Bug #90001 GTID: Replication failure messages do not indicate the failed uuid:<sequence>
Submitted: 10 Mar 2018 9:13 Modified: 16 Mar 2018 8:57
Reporter: Simon Mudd (OCA) Email Updates:
Status: Won't fix Impact on me:
None 
Category:MySQL Server: Replication Severity:S4 (Feature request)
Version:5.7.21 OS:Any
Assigned to: CPU Architecture:Any
Tags: auto-repair, GTID, gtid_next, show slave status, UUID

[10 Mar 2018 9:13] Simon Mudd
Description:
If using GTID and you get a replication error there is no logging of the GTID_NEXT value (the one that is causing the issue), only binlog file and position are logged.

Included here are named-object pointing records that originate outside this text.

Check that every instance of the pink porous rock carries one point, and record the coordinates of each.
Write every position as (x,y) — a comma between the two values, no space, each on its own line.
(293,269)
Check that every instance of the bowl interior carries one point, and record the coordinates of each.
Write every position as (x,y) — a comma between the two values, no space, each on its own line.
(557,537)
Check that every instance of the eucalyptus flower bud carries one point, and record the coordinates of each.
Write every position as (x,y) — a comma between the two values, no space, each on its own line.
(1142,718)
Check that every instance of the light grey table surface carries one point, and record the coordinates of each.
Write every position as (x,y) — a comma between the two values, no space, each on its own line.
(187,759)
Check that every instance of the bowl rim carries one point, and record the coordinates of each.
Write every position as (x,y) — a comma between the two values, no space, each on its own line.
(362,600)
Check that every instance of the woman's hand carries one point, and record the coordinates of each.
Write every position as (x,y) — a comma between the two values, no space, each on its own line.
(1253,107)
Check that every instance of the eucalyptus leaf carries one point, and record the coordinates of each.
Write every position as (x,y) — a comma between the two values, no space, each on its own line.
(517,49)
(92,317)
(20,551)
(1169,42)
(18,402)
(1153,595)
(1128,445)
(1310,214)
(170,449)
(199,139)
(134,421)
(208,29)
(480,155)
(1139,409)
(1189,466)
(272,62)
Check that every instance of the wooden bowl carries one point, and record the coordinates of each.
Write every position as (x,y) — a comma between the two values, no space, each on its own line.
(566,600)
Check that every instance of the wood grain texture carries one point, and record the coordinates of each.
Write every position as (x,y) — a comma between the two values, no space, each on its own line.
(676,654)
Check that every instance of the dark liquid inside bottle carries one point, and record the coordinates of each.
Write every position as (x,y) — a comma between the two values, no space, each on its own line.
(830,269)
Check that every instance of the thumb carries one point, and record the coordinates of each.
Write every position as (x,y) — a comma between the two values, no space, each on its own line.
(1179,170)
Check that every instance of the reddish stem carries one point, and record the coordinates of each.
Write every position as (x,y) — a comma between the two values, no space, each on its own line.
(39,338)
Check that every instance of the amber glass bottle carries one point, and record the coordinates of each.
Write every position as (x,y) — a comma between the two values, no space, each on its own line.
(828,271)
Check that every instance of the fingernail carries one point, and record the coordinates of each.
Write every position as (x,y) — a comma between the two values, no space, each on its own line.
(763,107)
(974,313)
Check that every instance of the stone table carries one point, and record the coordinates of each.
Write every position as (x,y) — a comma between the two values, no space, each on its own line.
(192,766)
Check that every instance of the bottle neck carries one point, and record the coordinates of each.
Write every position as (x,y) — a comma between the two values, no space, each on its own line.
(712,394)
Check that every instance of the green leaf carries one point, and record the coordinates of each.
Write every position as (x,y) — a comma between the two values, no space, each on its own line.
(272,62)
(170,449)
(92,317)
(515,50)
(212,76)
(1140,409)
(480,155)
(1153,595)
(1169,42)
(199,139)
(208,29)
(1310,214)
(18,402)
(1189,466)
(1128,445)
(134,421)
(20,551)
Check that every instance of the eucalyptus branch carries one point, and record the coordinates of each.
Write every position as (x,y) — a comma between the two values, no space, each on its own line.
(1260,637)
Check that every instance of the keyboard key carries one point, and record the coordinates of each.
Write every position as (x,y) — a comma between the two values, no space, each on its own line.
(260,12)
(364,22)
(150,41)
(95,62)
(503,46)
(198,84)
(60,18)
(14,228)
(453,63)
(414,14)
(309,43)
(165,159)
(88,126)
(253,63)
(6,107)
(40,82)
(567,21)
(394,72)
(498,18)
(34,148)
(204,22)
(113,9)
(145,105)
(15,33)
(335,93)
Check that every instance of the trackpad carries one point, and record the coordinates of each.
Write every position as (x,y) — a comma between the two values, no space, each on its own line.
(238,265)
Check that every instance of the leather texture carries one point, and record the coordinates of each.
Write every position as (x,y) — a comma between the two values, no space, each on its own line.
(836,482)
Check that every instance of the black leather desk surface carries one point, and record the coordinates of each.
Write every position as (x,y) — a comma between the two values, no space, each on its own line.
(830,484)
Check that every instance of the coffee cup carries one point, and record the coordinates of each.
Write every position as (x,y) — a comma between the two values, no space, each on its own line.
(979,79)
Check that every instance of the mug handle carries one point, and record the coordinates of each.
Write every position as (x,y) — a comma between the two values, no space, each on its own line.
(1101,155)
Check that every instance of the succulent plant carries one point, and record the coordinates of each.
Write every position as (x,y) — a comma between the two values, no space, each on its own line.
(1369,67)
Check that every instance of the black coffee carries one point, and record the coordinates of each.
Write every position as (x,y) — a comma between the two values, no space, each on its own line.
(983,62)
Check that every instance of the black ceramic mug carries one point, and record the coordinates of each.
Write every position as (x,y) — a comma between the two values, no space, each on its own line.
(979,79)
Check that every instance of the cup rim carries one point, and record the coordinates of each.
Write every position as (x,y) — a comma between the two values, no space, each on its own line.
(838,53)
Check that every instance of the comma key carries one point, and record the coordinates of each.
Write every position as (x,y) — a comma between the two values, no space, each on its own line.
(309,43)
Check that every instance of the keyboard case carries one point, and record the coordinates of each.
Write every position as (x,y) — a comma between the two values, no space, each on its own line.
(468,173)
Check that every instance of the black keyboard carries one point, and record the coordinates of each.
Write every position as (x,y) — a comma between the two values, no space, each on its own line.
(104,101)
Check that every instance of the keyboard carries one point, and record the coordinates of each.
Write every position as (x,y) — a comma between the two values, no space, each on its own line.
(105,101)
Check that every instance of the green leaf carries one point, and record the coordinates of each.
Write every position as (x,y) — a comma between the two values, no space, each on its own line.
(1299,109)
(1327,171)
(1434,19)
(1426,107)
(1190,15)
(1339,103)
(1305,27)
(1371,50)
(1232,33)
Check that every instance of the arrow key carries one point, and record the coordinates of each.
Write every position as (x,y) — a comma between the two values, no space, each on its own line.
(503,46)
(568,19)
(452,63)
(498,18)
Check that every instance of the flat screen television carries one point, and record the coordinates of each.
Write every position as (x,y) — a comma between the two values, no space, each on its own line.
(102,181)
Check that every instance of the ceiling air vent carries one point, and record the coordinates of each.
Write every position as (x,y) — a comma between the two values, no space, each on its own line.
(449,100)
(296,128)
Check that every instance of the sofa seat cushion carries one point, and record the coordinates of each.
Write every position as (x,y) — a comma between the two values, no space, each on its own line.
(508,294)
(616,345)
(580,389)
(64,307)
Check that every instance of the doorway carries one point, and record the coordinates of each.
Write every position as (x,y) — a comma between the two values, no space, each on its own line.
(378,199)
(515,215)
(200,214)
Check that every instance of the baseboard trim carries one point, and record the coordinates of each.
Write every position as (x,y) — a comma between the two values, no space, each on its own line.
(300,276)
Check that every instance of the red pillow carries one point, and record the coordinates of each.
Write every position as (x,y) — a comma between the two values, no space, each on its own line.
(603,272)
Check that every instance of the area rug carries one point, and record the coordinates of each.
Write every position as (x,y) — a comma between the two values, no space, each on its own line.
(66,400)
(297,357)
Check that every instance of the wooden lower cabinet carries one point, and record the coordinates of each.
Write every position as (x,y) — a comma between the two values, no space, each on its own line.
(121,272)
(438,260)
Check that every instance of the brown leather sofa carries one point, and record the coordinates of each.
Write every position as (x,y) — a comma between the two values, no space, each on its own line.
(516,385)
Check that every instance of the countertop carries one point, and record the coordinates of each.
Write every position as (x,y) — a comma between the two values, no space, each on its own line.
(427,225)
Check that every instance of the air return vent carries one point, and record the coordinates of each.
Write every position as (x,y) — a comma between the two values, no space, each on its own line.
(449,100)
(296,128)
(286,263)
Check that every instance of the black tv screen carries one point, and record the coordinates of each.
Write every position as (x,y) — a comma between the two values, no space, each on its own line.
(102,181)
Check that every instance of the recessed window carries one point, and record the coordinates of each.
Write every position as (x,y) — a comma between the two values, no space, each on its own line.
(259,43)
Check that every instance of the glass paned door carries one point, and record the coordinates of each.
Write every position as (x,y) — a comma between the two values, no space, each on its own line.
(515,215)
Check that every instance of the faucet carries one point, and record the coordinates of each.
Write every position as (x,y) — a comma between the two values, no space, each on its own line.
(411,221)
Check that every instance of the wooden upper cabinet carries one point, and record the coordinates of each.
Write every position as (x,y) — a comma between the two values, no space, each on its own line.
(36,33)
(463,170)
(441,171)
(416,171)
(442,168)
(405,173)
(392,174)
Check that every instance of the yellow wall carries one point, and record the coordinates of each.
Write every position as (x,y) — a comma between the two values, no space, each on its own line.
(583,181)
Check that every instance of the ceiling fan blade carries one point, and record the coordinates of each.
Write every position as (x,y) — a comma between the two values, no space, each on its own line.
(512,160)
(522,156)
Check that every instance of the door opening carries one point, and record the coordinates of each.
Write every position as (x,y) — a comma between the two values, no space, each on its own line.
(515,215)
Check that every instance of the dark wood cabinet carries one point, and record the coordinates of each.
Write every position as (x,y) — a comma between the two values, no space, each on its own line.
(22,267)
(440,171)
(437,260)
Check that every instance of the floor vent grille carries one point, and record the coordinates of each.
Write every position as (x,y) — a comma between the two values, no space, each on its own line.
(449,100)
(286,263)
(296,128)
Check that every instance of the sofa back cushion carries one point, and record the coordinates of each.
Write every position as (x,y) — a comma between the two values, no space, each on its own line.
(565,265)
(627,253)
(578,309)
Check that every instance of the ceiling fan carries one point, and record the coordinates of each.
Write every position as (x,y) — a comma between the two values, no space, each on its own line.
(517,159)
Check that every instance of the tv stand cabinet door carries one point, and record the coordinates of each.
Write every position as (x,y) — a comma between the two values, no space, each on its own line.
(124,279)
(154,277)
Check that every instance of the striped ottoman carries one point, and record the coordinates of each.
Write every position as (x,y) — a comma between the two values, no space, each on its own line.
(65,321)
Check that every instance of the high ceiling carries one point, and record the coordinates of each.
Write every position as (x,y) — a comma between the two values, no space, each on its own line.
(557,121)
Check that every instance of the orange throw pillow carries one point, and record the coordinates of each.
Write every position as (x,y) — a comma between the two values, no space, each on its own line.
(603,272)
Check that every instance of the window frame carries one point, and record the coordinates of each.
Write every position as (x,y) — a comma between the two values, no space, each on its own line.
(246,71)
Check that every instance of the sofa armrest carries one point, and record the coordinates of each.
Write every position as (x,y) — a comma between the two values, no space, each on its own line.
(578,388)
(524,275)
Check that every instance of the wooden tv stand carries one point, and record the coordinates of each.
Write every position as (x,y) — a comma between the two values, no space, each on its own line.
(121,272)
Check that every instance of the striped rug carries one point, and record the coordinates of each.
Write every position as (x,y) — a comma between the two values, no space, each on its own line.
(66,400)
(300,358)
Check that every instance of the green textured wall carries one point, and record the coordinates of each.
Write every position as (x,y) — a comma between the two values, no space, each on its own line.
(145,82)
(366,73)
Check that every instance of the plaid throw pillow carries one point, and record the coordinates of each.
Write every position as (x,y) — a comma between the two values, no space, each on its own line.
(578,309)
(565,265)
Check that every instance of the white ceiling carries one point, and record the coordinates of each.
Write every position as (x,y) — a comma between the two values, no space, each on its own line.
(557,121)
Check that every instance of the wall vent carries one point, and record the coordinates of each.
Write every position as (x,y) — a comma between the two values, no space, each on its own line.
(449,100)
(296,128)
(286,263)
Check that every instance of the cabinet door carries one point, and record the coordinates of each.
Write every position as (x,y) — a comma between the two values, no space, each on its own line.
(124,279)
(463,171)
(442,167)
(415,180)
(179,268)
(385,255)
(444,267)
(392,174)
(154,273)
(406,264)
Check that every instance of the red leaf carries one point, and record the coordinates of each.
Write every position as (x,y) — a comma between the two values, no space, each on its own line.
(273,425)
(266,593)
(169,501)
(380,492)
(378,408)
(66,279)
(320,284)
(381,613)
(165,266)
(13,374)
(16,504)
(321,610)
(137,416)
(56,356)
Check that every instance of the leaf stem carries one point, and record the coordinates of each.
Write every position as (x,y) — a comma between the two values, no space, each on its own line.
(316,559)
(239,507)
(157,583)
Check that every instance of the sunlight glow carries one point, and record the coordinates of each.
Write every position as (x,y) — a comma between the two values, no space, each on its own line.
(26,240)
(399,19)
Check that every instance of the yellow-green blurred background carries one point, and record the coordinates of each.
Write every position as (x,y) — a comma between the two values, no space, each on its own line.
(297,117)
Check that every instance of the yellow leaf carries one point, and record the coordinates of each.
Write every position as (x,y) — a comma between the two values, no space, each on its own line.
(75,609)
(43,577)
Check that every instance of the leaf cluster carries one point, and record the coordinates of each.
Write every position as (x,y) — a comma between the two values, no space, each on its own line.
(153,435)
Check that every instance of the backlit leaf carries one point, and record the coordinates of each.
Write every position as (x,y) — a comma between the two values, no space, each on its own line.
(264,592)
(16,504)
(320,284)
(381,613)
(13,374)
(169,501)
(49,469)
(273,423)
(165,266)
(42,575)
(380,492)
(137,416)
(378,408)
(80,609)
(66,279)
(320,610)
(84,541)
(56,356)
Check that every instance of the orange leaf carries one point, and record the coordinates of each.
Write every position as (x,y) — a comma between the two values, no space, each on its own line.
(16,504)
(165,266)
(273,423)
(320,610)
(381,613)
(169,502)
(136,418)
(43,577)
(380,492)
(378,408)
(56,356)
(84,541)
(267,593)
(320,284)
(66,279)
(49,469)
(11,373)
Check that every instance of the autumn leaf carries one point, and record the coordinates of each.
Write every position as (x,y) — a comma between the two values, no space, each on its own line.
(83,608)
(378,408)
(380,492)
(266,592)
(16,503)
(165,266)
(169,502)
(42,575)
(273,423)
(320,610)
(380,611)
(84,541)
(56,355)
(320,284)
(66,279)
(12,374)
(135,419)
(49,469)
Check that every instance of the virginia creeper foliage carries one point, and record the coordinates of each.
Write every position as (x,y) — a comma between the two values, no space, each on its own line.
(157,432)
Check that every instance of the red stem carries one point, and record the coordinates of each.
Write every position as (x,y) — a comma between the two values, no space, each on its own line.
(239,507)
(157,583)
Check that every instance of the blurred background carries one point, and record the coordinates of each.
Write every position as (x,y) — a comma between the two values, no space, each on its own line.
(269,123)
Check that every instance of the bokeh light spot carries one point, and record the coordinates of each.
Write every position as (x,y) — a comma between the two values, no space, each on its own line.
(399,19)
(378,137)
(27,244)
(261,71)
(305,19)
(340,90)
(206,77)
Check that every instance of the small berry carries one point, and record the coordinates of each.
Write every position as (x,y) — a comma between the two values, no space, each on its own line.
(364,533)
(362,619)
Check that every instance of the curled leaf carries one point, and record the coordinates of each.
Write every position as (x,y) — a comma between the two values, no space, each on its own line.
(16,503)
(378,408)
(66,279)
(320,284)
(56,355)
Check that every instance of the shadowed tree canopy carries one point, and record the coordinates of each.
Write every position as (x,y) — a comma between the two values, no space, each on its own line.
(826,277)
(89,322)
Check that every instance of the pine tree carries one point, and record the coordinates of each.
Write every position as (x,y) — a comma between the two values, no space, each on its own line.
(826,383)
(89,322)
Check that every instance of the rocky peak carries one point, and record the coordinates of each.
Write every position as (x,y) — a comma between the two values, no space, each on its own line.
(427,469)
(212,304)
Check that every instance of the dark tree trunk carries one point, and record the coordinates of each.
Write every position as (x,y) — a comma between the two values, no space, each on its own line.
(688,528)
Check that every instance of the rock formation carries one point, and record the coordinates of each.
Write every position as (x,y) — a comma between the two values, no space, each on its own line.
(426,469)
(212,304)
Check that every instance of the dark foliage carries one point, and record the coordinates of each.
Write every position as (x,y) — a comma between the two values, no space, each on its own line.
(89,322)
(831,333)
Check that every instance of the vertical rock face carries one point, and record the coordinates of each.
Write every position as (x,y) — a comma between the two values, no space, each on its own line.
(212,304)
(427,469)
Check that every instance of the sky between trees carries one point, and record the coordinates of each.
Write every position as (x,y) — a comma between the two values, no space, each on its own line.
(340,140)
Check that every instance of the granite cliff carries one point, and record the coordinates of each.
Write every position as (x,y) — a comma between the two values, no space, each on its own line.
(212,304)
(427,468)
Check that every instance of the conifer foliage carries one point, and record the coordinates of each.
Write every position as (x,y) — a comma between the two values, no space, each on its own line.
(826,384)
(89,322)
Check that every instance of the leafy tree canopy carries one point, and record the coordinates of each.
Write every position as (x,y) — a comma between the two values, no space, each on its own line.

I recently saw a duplicate key error.
If the data is already there I might want to skip this GTID value and move to the next. There are instructions on https://www.percona.com/blog/2013/03/26/repair-mysql-5-6-gtid-replication-by-injecting-emp... on how to do this but the process is manual.

It is also more complicated if your gtid_executed has multiple uuid:<ranges> given the master may have been modified several times previously.

If I want to "repair this" that is skip this single transaction I can't I need to know the gtid_next value to inject on the server so that mysqld thinks it wants to apply. That value is not present in the error message or the output of SHOW SLAVE STATUS, and @@gtid_next is automatic.

I'd like to be able to do everything from the mysql SQL prompt but am not sure how I can do this with the information provided.

How to repeat:
* make a master slave using GTID
* add a value to the slave first then add it on the master
* this will trigger a duplicate key error
* try to skip the duplicate key error this using the information available on the broken server itself (via the SQL interface)

Suggested fix:
Ideas:
* make sql_slave_skip_counter work with GTID.   mysqld has the information to do this. It just requires a bit more magic.  This facility is well known and quite useful.
* add information on the UUID:SEQUENCE_NUMBER (gtid_next?) which is causing the issue (log it and make it visible in SHOW SLAVE STATUS output)
* ensure that the process can be automated only using the SQL interface.

This reminds me of a feature request I made in 2010: See: bug#54250 (though that didn't refer to GTID) which is still not out of place even 8 years later.
[10 Mar 2018 9:17] Simon Mudd
The reason for mentioning the other FR is that it was suggested to me to change slave_exec_mode to 'IDEMPOTENT' and skip the issues that way.

Doing so works and leaves a trace in the log files but no counters and can't be done for a fixed number of transactions/statements, whereas the suggested auto-fix mode would include both counters and also not do unsafe changes, so be more trustworthy.
[10 Mar 2018 10:50] Simon Mudd
Another suggestion which sounds possible is to use SHOW SLAVE STATUS to get the relaylog file/position and then to use SHOW RELAYLOG EVENTS at that position to get the gtid_next value.  This seems like a work around which I can use now.

All of this is to find the GTID_NEXT value which is working around that this value is not presented to the user. (Using GTID is supposed to be easier than managing file/positions).
[16 Mar 2018 4:59] MySQL Verification Team
Hello Simon,

Thank you for the report and feature request!

Regards,
Umesh
[16 Mar 2018 8:57] Sven Sandberg
Posted by developer:
 
The GTID of the transaction that generated the error is exposed in
performance_schema.replication_applier_status_by_worker, column LAST_SEEN_TRANSACTION.
In 8.0, it is in the same table, column APPLYING_TRANSACTION.

So you can execute the empty transaction you need using something like this:

SELECT LAST_SEEN_TRANSACTION FROM performance_schema.replication_applier_status_by_worker WHERE LAST_ERROR_NUMBER != 0 LIMIT 1 INTO @error_gtid;
SET @@session.gtid_next = @error_gtid;
COMMIT;
SET @@session.gtid_next = 'AUTOMATIC';